How to spot tax scams on social media
The IRS is recognizing a few customs signs by which most taxpayers should understand that they can be counted as tax scams on social media:
- Universal eligibility claims: Posts that say “”everybody qualifies” for certain credits should arouse each and every suspicion, as most credits have precise eligibility specifications.
- Easy money promises: The scammers guarantee “easy” or “fast” refunds with minimal documentation, which contradicts the thorough verification process of the IRS.
- Amended return instructions: This is the same as the advice about filing amended returns where one never qualified for that credit.
- Ignoring IRS communications: The most dangerous advice are those instructing the taxpayer to ignore IRS letters or reply with lies, which can dramatically escalate penalties.
Dire consequences of bad advice
For example, taxpayers who file false claims inspired by social media will incur a range of very serious impacts, including:
- Civil penalties: The first effect is an immediate 5,000 civil penalty under section 6702 of Internal Revenue Code for filing frivolous returns.
- Refunds still pending or denied: Legitimate refund claims may be delayed pending investigation of fraudulent claims by the IRS, causing hardships to existing taxpayers waiting for a valid refund.
- Enhanced scrutiny: Filing dubious claims now leads taxpayers to increasingly become a focus for IRS examination and enforcement action that could potentially affect future tax filings.
- Criminal exposure: In extreme cases involving knowingly false returns, taxpayers can also face criminal penalties in addition to civil penalties.
Top most important tips on how to stay out of trouble
The IRS has the Directory of Federal Tax Return Preparers to help permit taxpayers from both ends to verify credentials and qualifications. All legitimate tax preparers must have a PTIN, and the qualified professional preparers must have other credentials, such as CPA, EA, or attorney licenses.
Ensure the tax professional has unlimited representation rights before the IRS during audit, payment issues, and appeals. Enrolled agents, CPAs, and attorneys possess such comprehensive representation rights.

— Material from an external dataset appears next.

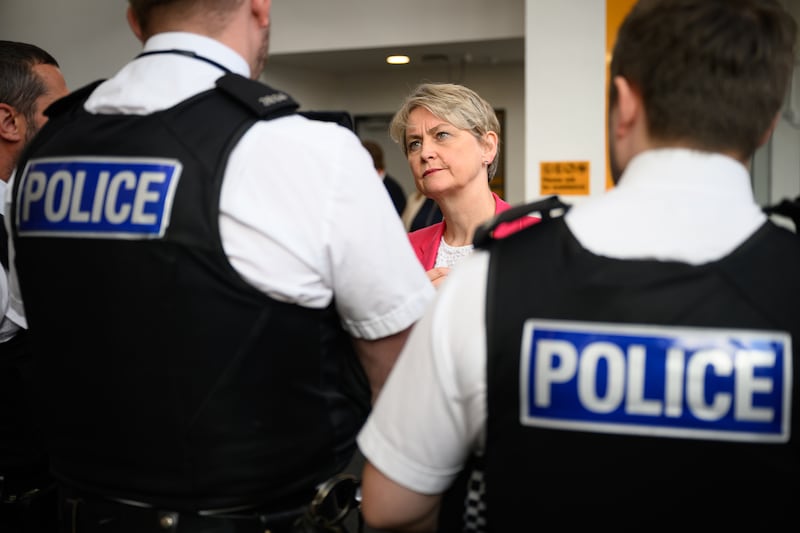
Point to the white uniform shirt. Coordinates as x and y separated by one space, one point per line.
7 326
302 215
671 204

Monitor official IRS social media accounts
The IRS now has official and verified social media accounts on various platforms, including X (formerly Twitter), YouTube, and LinkedIn. These accounts provide the latest and accurate information related to tax for taxpayers straight from the source. The agency, however, would never contact the taxpayer using social media.
Taxpayers should be particularly careful of those accounts claiming the IRS has no verification badges. The IRS has a special handle @IRStaxsecurity on X and specifically shares information on how to avoid some common scams in that platform.
Use Form 1040-X to correct mistakes
If taxpayers think that they have been misled by posting about the tax thing on a social networking site and therefore filed bad returns, they should file Form 1040-X: Amended U.S. Individual Income Tax Return immediately. This form fixes filing status, corrects income, deductions, and credits.
The amended return process requires gathering original tax documents, W-2s, schedules, and any supporting documentation for corrections. Taxpayers have generally three years from the original filing date or two years from when they paid any tax due to file amended returns seeking refunds.